A partir daí, podemos já alinhar as primeiras mudanças, a procura por casas com espaços abertos e externos cresceu altamente no mercado imobiliário. A necessidade de se relacionar com a luz do dia, ter contato com a natureza e com o meio urbano e externo cresceu, e quando isso não era possível, a natureza começou a invadir as nossas casas. A busca pelo verde, vegetação, plantas e flores, tornou-se ainda mais frequente, e ter sua própria horta para cuidar tornou-se o novo artigo de luxo mais desejado.
É visível que, quando começamos a sair das nossas casas, essa necessidade de interação com o externo trouxe uma segunda grande mudança comportamental, o tempo de permanência no meio urbano. As mesas dos cafés eram facilmente trocadas pelas pontes das cidades ou pelos bancos dos parques. A lista de nomes na espera dos restaurantes era imensa, mas todos com a mesma exigência, reservas ao ar livre - uma medida que na minha opinião veio para ficar, é a permissão para que os estabelecimentos utilizem uma área maior do espaço público para dispor as suas mesas.
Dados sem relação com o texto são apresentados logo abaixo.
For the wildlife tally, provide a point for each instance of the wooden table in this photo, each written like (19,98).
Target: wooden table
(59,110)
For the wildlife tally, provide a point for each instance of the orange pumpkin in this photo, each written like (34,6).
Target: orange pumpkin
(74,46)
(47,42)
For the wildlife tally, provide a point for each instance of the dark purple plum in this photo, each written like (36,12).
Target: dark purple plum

As vistas, as janelas estrategicamente posicionadas... ah, elas nunca fizeram tanto sentido! A nova tendência seria estar dentro e se sentir fora e estar fora sentindo todo o acolhimento de dentro.
Comecei a questionar a mim mesma e a amigos próximos sobre o que mudou nas relações pessoais com Florença, e as respostas foram unânimes. Interagir com a cidade tornou-se obrigação diária, usufruir do espaço urbano – mesmo que por meia hora ao dia – virou parte de uma rotina comum. Diversas ruas não são mais apenas lugares de passagem ou transição, agora é necessário permanecer e sentir, permitir-se e viver. A conexão com a cidade trouxe uma necessidade de transcender o sentimento de casa, trazendo um novo sentimento para as nossas relações de vivência.
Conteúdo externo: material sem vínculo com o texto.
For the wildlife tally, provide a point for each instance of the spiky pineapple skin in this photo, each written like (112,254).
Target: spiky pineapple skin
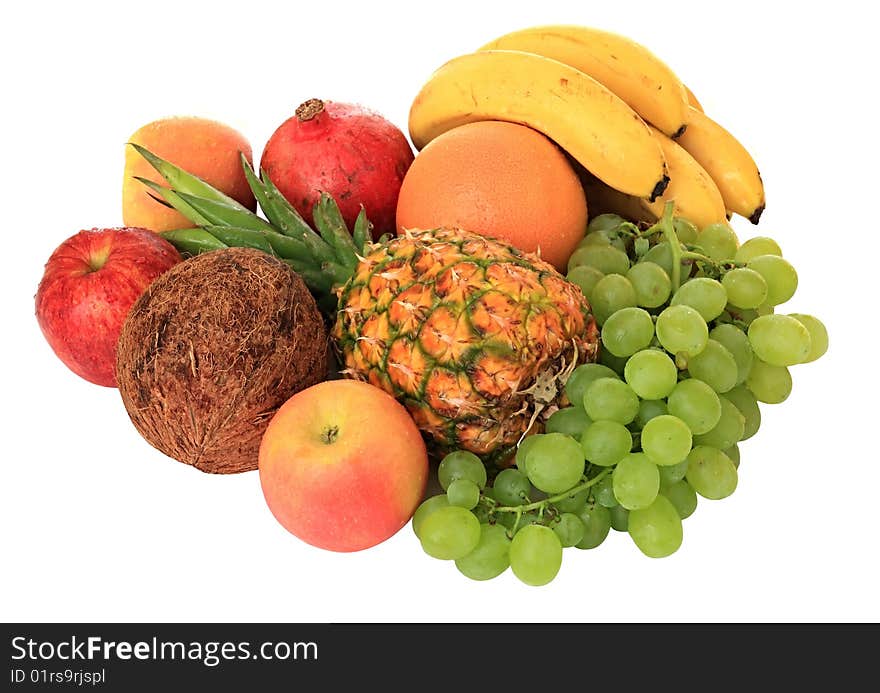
(456,326)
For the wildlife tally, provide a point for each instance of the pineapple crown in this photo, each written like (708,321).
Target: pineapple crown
(325,258)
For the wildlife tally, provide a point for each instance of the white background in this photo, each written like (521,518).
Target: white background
(98,526)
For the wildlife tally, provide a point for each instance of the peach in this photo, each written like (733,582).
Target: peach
(203,147)
(342,465)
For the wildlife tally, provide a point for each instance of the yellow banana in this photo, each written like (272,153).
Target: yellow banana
(728,162)
(604,200)
(693,191)
(625,67)
(584,118)
(692,100)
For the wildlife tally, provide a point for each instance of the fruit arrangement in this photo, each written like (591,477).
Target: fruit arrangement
(546,303)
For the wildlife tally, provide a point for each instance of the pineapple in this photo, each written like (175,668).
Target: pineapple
(473,336)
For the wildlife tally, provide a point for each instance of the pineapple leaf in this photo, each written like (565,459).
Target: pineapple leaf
(193,241)
(222,214)
(241,238)
(285,219)
(329,221)
(361,233)
(172,199)
(182,181)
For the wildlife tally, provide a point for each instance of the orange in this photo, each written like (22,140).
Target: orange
(206,148)
(497,179)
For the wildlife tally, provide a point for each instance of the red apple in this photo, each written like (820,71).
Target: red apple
(88,286)
(342,465)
Grandes nomes como Platão e Villanova Artigas já abordaram a questão cidade é casa/casa é cidade, trazendo reflexões necessárias sobre a dependência entre a arquitetura e o urbanismo. Finalizo com um poema de Aldo van Eyck que aborda esse pensamento:
árvore é
folha e folha
é árvore – casa é
cidade e cidade é casa
– uma árvore é uma árvore mas é
também uma folha enorme – uma
folha é uma folha, mas é
também uma minúscula árvore – a cidade
não é uma cidade a menos que seja
também uma enorme casa –
uma casa é uma casa
só se é também
uma minúscula cidade
Vejo com clareza uma necessidade cada vez maior de trazer para as nossas casas características das nossas cidades, do meio externo e urbano, questões sustentáveis e valorização da natureza. Ao mesmo tempo, vejo a vontade de fazer das nossas cidades a nossa verdadeira casa, não só um local de passagem, mas cada vez mais, um ponto de permanência e de encontro. Que possamos estabelecer cada vez mais esses laços, respeitando, cuidando e valorizando os espaços públicos.